A week before Election Day on Nov. 3, the New York Times offered a grim preview of the fate of Republicans in House races. Democrats had “fortified their grip on hard-fought seats won in 2018 that allowed them to seize control of House,” the outlet said. And that freed them to concentrate on Republican incumbents in “once-solid foothills in suburban districts, where many voters have become disillusioned with Mr. Trump.”
Democrats were rolling in money. In highly competitive races, they were “sitting on a 5-to-1 cash-on-hand cash advantage” over their Republican opponents and “overall were poised to spend nearly twice as much on television ads from Labor Day to Election Day.” They even had spare cash to use against Republicans in Alaska and Montana.
Republican strategists didn’t bother to deny how bad things looked. “The Democrats’ green wave in 2018 has turned into a green tsunami in 2020,” Corry Bliss told the New York Times. GOP advisers, who are supposed to know how to win elections, “privately forecast losing anywhere from a handful of seats to as many as 20.”
That was a very big mistake, since Republicans flipped 12 Democratic House seats and maybe a few more once vote counting is finished. How could this happen? The wise strategists and the media missed what became obvious late in the final weeks of the campaign. They were dumbstruck. They might as well have blamed the weather.
The focus of the election had changed. Democratic leftists eager to “defund the police” and impose socialism had become their party’s voice. They were front and center. As their further-to-the-left allies rioted, Democratic “leaders” stood by passively. And the press remained fixated on President Trump.
I have two explanations for what caused the collapse by the Democrats. One was human nature. Everything was going their way. They could get the best advice. They hired the top ad men and campaign experts. They had money to burn.
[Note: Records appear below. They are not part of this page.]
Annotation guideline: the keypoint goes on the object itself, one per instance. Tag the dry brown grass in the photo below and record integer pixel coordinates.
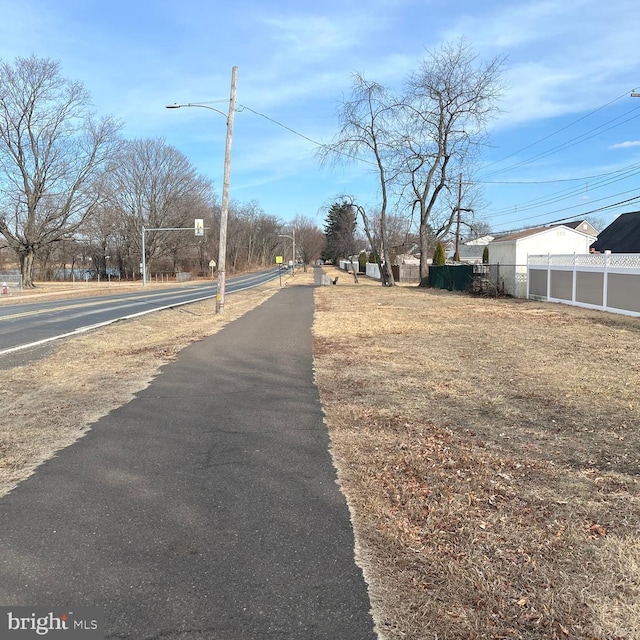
(489, 450)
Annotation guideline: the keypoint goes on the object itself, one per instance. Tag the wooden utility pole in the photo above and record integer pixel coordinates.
(224, 211)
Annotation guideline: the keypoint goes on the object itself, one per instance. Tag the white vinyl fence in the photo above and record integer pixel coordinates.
(10, 282)
(607, 281)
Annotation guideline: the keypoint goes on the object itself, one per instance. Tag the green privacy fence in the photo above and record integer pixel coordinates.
(458, 277)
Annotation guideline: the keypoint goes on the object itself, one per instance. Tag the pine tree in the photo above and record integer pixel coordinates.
(339, 229)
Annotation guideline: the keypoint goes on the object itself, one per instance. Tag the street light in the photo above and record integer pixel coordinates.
(224, 212)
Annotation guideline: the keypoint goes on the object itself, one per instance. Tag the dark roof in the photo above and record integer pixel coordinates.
(621, 236)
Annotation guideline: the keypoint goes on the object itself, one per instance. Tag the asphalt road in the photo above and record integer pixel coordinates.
(206, 508)
(25, 325)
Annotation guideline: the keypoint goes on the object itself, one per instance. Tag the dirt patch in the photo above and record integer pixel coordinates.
(490, 453)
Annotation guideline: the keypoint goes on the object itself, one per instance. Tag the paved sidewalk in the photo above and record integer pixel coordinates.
(206, 508)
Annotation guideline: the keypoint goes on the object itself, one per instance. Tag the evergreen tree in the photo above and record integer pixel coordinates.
(339, 230)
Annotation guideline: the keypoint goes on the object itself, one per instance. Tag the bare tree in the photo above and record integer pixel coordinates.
(368, 132)
(447, 106)
(156, 187)
(52, 150)
(310, 240)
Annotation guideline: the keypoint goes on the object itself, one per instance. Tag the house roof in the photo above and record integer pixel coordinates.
(532, 232)
(520, 234)
(621, 236)
(580, 225)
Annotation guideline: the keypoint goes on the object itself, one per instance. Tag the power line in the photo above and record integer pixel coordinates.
(571, 124)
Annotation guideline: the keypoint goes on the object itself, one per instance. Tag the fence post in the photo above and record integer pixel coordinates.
(574, 284)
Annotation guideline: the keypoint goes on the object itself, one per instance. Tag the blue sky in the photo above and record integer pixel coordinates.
(565, 145)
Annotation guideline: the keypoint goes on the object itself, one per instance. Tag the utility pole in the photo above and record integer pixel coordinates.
(459, 209)
(224, 211)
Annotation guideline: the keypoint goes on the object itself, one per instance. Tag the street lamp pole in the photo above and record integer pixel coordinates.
(224, 210)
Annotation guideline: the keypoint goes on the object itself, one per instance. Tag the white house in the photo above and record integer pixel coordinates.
(510, 252)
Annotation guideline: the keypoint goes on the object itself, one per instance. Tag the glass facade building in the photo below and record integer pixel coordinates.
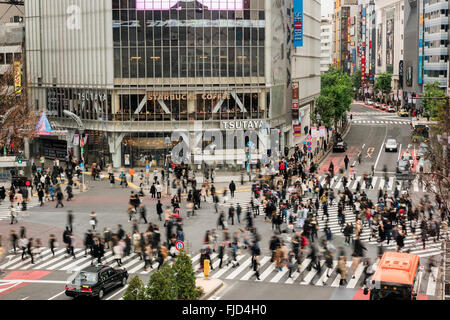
(184, 41)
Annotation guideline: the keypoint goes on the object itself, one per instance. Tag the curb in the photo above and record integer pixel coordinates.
(331, 149)
(206, 296)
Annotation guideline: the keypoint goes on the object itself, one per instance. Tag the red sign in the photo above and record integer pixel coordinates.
(179, 245)
(297, 130)
(363, 67)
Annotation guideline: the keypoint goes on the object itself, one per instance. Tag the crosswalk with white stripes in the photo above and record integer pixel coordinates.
(412, 245)
(34, 202)
(303, 275)
(381, 122)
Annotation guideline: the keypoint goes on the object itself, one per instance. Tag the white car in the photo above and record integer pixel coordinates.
(391, 145)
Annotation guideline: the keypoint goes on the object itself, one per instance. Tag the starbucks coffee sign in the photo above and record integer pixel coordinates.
(243, 124)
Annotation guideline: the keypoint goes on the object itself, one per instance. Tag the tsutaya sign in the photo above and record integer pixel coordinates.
(243, 124)
(192, 96)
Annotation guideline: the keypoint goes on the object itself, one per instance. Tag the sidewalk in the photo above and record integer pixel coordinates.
(209, 286)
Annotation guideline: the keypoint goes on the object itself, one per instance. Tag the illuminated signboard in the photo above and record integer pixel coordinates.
(298, 23)
(209, 4)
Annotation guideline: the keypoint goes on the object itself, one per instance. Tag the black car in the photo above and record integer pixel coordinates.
(340, 146)
(94, 281)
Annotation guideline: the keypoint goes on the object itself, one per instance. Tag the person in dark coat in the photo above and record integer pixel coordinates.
(88, 242)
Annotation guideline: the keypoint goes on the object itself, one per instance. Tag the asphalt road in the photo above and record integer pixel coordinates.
(110, 205)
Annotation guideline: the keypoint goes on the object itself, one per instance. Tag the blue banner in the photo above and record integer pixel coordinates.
(298, 23)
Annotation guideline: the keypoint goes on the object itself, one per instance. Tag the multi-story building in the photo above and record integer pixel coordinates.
(306, 70)
(413, 51)
(436, 40)
(390, 20)
(134, 71)
(326, 35)
(10, 13)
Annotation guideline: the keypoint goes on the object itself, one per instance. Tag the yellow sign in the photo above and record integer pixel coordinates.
(206, 268)
(17, 77)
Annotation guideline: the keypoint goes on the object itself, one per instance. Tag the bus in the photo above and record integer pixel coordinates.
(396, 277)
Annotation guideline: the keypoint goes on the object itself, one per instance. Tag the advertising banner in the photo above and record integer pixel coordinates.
(298, 23)
(390, 39)
(420, 70)
(322, 131)
(297, 130)
(295, 91)
(400, 74)
(17, 77)
(76, 139)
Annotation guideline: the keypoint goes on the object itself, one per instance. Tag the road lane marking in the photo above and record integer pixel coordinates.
(251, 273)
(241, 268)
(115, 294)
(35, 281)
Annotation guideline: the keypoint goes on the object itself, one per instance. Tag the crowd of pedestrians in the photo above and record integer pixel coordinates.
(287, 194)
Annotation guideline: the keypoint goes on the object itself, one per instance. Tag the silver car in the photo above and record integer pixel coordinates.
(391, 145)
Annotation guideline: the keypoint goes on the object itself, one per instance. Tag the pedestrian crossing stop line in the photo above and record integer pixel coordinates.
(270, 274)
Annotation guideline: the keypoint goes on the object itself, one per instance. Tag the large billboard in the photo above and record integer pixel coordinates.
(420, 69)
(210, 4)
(298, 23)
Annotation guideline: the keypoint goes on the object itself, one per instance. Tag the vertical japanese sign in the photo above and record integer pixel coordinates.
(390, 40)
(298, 23)
(314, 132)
(17, 77)
(420, 70)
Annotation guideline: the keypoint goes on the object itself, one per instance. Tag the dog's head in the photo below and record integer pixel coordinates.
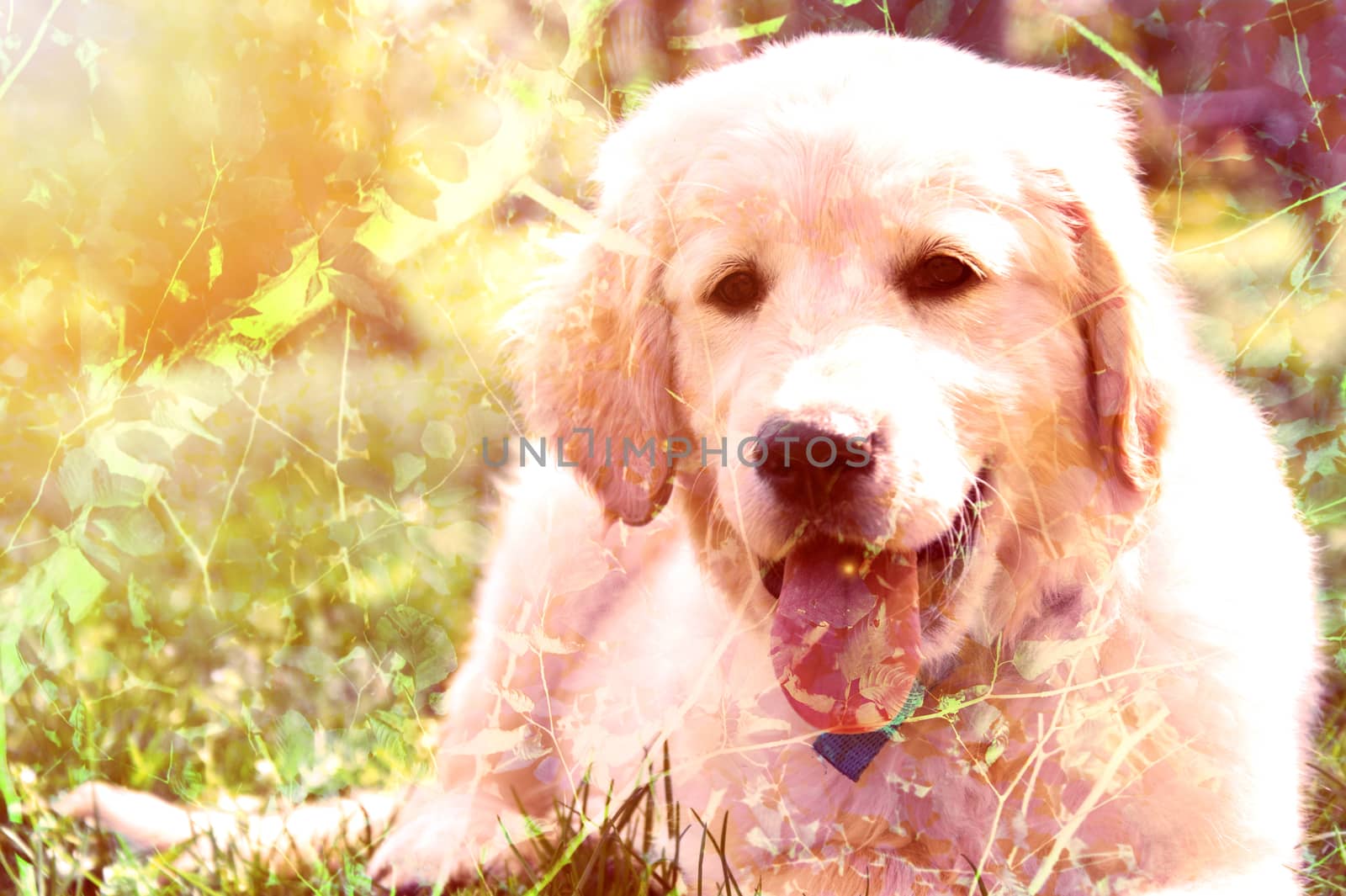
(897, 321)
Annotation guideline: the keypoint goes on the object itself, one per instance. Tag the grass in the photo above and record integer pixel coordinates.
(251, 289)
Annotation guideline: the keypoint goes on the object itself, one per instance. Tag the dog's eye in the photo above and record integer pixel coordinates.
(738, 292)
(941, 273)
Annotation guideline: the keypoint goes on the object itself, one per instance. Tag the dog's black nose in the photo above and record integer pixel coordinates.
(808, 464)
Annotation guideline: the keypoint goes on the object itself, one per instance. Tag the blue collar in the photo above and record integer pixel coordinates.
(852, 754)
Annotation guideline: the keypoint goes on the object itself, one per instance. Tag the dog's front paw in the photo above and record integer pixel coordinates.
(450, 839)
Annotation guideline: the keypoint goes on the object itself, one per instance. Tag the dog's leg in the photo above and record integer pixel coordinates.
(544, 635)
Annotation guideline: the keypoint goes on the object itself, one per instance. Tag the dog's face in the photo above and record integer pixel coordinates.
(895, 305)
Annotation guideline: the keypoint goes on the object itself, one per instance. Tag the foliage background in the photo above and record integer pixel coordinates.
(252, 256)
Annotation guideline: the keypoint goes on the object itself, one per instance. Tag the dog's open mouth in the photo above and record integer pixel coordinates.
(845, 638)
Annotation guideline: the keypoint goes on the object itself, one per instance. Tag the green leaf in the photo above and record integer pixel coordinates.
(132, 530)
(1269, 348)
(74, 581)
(405, 469)
(217, 262)
(929, 18)
(136, 603)
(294, 747)
(1036, 658)
(439, 440)
(77, 478)
(421, 640)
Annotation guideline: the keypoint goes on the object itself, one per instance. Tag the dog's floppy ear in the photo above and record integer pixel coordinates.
(592, 368)
(1127, 307)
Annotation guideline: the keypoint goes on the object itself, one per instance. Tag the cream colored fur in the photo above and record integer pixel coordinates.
(1123, 671)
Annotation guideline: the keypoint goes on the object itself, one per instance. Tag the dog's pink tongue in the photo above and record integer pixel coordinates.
(845, 640)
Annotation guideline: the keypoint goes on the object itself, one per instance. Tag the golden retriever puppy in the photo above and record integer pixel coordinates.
(1029, 611)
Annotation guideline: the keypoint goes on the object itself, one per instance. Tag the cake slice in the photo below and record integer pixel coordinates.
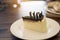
(39, 26)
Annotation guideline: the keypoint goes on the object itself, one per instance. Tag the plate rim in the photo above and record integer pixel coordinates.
(42, 39)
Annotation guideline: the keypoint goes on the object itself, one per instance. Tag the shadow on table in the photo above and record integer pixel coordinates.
(56, 37)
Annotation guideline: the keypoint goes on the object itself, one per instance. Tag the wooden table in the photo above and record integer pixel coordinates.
(7, 18)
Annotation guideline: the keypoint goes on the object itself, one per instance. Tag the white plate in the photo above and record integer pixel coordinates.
(18, 30)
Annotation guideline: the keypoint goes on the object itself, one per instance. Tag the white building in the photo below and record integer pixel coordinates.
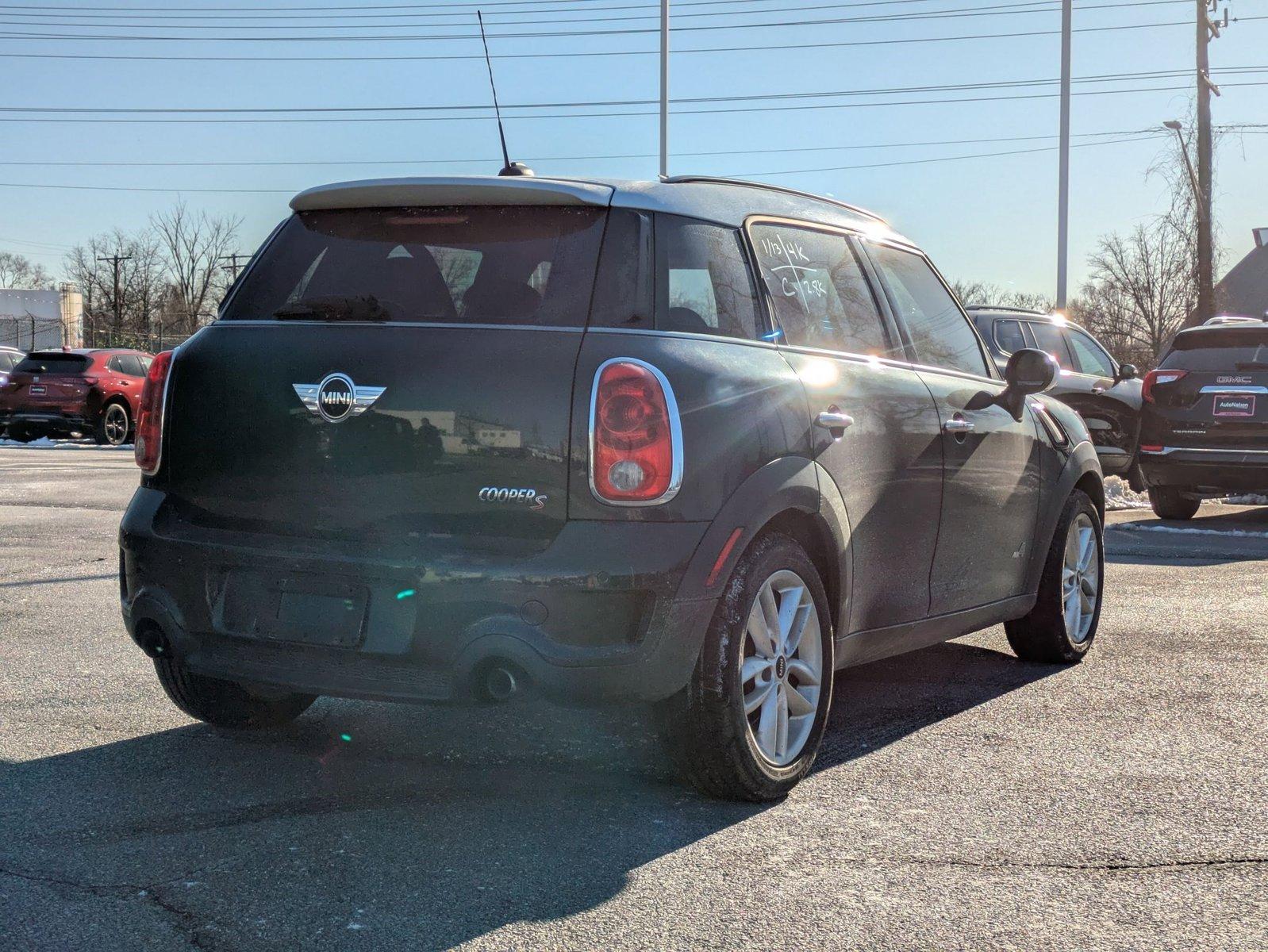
(37, 320)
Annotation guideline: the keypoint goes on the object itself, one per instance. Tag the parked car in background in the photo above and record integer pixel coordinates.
(1105, 392)
(9, 358)
(67, 392)
(694, 443)
(1205, 428)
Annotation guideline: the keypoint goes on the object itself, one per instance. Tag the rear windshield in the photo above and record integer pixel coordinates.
(52, 364)
(1225, 349)
(509, 265)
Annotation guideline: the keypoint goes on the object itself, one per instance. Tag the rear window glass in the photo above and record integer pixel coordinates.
(1233, 349)
(52, 364)
(506, 265)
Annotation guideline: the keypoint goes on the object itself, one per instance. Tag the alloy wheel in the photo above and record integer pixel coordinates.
(116, 424)
(782, 674)
(1081, 578)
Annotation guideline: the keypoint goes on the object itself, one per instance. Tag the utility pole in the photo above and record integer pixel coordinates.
(1062, 190)
(1206, 31)
(118, 305)
(665, 88)
(233, 267)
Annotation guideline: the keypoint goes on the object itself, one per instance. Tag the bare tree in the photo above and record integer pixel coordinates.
(193, 245)
(994, 296)
(19, 271)
(140, 290)
(1141, 288)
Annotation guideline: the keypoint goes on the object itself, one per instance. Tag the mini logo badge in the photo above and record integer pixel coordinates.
(336, 397)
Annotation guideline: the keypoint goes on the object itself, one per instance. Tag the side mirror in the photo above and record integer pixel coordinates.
(1028, 371)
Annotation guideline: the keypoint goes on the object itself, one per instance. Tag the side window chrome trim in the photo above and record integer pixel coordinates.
(682, 335)
(674, 435)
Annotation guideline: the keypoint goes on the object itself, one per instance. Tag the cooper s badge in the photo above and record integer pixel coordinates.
(336, 397)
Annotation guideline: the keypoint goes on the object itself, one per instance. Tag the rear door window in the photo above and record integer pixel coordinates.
(1089, 355)
(939, 331)
(1051, 340)
(818, 290)
(498, 265)
(1009, 336)
(706, 286)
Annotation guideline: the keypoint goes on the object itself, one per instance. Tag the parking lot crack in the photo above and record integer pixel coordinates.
(183, 919)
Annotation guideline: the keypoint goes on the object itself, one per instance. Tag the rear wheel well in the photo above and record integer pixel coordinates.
(813, 536)
(1094, 489)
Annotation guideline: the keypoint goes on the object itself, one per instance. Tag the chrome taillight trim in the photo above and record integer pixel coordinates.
(163, 415)
(671, 405)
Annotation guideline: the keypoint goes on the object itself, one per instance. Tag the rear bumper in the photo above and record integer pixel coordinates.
(595, 617)
(48, 420)
(1206, 470)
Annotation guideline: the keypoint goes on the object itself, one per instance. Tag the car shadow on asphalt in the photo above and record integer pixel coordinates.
(426, 826)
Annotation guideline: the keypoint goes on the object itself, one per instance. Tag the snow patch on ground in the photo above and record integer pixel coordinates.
(1120, 496)
(44, 443)
(1143, 528)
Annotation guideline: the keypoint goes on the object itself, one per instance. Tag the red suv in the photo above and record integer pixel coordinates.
(66, 392)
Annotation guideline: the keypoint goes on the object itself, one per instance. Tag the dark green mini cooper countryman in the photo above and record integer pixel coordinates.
(693, 443)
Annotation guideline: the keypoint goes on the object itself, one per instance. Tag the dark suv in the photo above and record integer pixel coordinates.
(1205, 430)
(1106, 393)
(694, 443)
(67, 392)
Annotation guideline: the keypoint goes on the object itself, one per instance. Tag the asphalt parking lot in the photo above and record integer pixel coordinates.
(963, 799)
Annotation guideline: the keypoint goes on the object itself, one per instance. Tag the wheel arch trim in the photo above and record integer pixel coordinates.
(782, 487)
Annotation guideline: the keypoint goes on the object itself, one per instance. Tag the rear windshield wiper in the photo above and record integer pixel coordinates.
(334, 309)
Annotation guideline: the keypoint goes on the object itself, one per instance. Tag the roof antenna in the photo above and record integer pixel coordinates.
(510, 167)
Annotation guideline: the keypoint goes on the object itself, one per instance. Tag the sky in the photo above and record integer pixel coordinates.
(982, 217)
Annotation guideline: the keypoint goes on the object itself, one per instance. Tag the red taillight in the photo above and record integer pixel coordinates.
(1159, 377)
(148, 447)
(636, 447)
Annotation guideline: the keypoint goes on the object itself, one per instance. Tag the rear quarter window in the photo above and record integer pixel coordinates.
(52, 364)
(501, 265)
(1227, 349)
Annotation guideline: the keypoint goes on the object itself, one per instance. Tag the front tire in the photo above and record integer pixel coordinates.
(113, 426)
(1170, 502)
(1060, 628)
(226, 704)
(750, 723)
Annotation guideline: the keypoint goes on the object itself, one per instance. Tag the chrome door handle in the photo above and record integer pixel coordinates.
(829, 420)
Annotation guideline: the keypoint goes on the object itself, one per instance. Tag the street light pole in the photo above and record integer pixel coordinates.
(1062, 199)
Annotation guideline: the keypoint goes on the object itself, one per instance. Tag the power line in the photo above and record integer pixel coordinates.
(790, 171)
(1032, 6)
(578, 104)
(608, 114)
(415, 37)
(765, 47)
(472, 160)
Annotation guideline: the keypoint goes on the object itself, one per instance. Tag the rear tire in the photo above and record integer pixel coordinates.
(21, 434)
(226, 704)
(1060, 628)
(724, 750)
(114, 426)
(1170, 502)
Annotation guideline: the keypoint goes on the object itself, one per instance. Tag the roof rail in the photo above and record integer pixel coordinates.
(1009, 309)
(746, 182)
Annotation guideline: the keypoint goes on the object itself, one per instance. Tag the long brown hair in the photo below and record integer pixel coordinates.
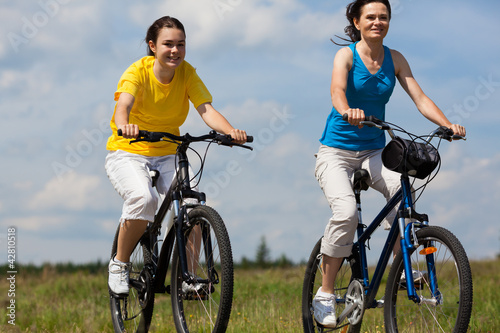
(353, 11)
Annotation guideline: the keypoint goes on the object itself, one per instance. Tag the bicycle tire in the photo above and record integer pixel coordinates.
(134, 313)
(454, 280)
(349, 270)
(209, 312)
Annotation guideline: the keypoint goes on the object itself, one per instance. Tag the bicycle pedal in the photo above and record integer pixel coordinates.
(112, 294)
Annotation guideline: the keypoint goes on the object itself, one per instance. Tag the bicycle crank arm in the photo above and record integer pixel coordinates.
(429, 301)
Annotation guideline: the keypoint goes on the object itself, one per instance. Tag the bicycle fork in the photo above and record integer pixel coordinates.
(407, 233)
(181, 215)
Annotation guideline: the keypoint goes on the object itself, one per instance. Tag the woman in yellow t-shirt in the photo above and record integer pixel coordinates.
(153, 94)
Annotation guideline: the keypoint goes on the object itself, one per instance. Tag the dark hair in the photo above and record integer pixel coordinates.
(353, 11)
(154, 30)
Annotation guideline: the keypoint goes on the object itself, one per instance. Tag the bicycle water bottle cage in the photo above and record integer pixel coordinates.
(360, 181)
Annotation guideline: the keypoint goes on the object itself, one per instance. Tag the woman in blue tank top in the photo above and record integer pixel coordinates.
(363, 78)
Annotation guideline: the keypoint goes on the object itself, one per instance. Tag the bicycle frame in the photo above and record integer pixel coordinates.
(179, 189)
(405, 210)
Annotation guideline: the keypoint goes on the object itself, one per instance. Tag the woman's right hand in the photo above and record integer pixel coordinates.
(355, 117)
(129, 131)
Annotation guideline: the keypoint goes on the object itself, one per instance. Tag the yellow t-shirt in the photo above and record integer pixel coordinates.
(157, 107)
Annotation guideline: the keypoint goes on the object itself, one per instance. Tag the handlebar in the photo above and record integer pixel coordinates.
(441, 132)
(212, 136)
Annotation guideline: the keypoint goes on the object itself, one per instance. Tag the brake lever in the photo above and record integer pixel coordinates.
(227, 140)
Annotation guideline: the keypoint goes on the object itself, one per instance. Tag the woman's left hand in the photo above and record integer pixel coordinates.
(458, 129)
(239, 136)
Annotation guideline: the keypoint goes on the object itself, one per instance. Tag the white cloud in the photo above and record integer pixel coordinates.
(73, 192)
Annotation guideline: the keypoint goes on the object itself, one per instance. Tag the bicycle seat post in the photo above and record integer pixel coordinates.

This is, as God warns, exactly when you let up and money takes control. You lose your edge. Democrats have long complained about the evil of money in politics. Now, they can fund every cause and candidate. And the complaints about money have stopped. With money in charge, the body and mind relax. You get lazy.
The second explanation is like a great rookie on a declining sports team who stirs and inspires, almost like magic. Republicans in the House have been rejuvenated by a group of female candidates. They are responsible for flipping nine of the 12 Democrats ousted by Republicans. They aren’t lazy.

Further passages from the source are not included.